I would quote some scenes from web series and real-life here not to question, but to throw some light on how the patterns has been quite similar, be it any part of the world:

  1. The husband decides to leave the wife; she begs, tells him she would be better from next time at doing xyz things. He is adamant and doesn’t consider about her pleading. After several minutes, he confesses he is having an affair with his secretary. She shares this with her parents, and they break down. The mother asks the first question, “What did you do, why were you not focused?” Later in the scene, the father tells her, “Go, fix your face, put on a beautiful dress and get him back. You have to, because you can’t be a single mother and separation is not an option.” The girl responds, she wouldn’t force him if he doesn’t want to be with her. This is simple, right? And if I switch the roles, would the same conversation happen? (Series: The Marvelous Mrs Maisel).
  2. As a girl, how often have you heard your parents saying, do whatever you want to post your marriage (ab jo karna ho, shadi ke baad karna). Really? Why so? Umm, because they are your parents, they must be right. But would they tell the same thing to their sons? Maybe, maybe not.
  3. Have you heard your friends teasing and calling each other ‘girly’ or showing some ‘girlish’ behaviour? What does this mean, is it to be taken as an insult or a compliment? I recently heard a group of boys talking about their other guy friend and calling him a ‘girl’. I am quite sure that wasn’t something they did to praise him. In my opinion, that was done to portray him a weaker being. Also, I have never come across a time when a person is given such compliments, have you?
  4. My husband and I do all household chores, sometimes together, sometimes taking turns, depending on our moods and availability. I often get to know from people that I am a lucky person, and trust me, I know I am lucky. But I wonder, do men also get such remarks when their wives share their responsibilities? I wonder!
  5.  Series like Made In Heaven, Sex Education, Guilty, Grey’s Anatomy (some must-watch shows), etc. try to address a few concerns like the dowry system, assault, its repercussions, objectification of women (which is so common in movies and item numbers), catcalling, slut-shaming, insulting the entire profession and communities (recent e.g. of Sonia Gandhi) and whatnot. These are quite common now as part of our everyday conversation. When a guy has n number of girlfriends, he’s a ‘stud’, but for a girl the name would be ‘whore’/’slut’.
“Made in Heaven” questions gender stereotypes around marriage.

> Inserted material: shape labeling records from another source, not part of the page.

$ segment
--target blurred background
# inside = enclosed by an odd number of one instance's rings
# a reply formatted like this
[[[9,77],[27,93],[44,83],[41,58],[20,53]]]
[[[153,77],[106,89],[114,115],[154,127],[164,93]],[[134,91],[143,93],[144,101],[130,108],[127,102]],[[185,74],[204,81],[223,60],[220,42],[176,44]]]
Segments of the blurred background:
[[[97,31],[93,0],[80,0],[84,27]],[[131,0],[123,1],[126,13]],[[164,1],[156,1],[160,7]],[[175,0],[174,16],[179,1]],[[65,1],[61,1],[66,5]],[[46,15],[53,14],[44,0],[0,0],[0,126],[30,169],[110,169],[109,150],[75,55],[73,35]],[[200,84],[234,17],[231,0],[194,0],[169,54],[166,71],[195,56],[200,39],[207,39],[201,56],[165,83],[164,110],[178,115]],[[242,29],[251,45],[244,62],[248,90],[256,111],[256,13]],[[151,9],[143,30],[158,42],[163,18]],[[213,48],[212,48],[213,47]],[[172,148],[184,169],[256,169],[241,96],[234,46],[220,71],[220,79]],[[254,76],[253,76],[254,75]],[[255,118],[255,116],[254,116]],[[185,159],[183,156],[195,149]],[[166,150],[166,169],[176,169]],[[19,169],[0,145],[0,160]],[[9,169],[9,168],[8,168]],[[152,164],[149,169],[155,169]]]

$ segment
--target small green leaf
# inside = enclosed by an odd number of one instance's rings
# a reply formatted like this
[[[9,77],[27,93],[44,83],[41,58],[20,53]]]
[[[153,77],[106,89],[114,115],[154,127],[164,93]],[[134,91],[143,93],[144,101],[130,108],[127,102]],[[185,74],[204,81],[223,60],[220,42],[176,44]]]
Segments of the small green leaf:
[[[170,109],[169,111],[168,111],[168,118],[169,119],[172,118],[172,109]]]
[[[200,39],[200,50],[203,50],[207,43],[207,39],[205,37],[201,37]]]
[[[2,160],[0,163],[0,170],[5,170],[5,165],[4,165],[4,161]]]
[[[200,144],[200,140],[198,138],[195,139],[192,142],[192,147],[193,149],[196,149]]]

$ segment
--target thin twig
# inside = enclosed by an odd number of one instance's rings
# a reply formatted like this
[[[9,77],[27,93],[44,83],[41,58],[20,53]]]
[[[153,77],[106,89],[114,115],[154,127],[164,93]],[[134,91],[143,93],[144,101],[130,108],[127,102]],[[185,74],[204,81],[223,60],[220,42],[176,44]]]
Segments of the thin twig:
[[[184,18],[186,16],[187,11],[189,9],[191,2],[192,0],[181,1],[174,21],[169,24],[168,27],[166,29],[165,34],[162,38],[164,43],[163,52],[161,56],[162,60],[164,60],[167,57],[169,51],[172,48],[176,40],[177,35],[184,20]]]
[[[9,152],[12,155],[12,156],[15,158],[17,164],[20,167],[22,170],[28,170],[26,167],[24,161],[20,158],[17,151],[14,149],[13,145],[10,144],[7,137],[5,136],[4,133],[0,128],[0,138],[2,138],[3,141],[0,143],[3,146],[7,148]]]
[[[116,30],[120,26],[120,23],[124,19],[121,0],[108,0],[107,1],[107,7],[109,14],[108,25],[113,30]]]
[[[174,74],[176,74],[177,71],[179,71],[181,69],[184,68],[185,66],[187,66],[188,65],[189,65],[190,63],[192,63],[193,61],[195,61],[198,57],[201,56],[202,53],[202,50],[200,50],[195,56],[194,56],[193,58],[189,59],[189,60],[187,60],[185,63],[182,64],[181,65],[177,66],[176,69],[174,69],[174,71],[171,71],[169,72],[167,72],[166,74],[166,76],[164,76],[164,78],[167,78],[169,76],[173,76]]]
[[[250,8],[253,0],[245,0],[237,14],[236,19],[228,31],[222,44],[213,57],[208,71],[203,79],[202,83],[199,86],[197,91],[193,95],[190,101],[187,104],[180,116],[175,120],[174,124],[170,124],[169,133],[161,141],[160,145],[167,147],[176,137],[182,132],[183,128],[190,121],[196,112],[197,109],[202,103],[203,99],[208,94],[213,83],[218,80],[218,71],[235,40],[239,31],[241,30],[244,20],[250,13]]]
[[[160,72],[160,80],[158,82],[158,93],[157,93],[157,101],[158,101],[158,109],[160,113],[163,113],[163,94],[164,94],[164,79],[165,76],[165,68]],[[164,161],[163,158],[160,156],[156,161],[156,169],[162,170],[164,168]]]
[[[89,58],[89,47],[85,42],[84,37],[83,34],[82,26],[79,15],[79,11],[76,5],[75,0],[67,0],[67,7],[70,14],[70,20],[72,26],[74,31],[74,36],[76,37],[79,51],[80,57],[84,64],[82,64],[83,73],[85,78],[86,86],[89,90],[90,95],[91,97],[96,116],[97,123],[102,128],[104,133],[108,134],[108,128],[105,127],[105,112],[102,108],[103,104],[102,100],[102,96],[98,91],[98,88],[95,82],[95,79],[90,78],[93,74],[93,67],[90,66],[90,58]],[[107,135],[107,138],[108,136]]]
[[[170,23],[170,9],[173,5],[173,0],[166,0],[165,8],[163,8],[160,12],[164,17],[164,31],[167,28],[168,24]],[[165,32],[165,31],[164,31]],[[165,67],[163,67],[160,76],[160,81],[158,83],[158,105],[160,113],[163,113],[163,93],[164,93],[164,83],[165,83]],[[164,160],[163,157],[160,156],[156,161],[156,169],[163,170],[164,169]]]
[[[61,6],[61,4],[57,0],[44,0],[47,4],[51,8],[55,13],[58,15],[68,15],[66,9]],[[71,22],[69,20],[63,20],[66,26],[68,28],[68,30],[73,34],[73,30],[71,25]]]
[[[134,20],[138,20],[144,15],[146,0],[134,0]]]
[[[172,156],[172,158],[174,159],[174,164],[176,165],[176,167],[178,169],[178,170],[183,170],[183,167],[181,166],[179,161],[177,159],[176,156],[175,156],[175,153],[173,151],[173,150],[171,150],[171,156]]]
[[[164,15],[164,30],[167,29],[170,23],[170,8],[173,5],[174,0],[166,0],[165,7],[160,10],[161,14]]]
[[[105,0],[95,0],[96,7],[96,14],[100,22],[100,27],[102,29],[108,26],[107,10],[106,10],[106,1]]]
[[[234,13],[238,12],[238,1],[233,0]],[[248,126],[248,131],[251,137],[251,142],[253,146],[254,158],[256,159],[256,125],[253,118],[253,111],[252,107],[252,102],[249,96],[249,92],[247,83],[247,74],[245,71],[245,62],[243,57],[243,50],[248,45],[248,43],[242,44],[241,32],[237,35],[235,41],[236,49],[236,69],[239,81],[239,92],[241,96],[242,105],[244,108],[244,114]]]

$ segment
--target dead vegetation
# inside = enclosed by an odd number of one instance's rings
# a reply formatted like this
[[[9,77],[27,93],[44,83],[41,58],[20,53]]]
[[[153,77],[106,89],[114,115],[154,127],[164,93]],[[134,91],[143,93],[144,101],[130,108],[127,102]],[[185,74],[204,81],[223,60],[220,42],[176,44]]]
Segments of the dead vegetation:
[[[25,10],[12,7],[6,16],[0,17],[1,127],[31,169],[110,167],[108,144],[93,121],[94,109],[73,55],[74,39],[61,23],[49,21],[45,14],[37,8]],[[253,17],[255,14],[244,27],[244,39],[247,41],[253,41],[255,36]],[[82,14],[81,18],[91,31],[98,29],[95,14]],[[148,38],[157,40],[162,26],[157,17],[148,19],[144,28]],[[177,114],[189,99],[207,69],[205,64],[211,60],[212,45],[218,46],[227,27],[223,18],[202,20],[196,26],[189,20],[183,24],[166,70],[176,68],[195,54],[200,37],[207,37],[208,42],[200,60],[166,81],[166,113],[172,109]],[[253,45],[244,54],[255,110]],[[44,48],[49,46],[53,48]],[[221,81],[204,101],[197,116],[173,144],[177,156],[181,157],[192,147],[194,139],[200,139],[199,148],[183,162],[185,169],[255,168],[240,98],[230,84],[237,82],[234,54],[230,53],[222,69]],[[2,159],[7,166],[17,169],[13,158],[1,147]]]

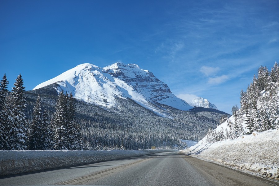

I would not even touch the number of rape cases in India, irrespective of gender, or the trauma that a victim goes through, or how the victim is held responsible if they are out of the house, or walking in silence, or are drunk and get assaulted. Maybe next time, ask your violent relative (whoever shows the sign of being a potential rapist) to stay home at night?

What I wanted to talk about is the fact that irrespective of class, standard, religion, region, caste, etc., women are still labelled, told what their dos and don’ts are, and if they rebel, they are again labelled. That hurts, right? Our entire life, we (girls) are told to live a certain way or to do certain things, to please others, to keep the in-laws happy (the list is endless, you know!) The identity of women is defined and decided by the male member, and that’s just a small aspect of patriarchy. What would it take for parents to teach their sons the same?

I don’t have the answers, neither did I try to provide any. All I have is a whole lot of questions. To begin with, when can we begin a dialogue, a discussion or even an open conversation about this. Exactly when?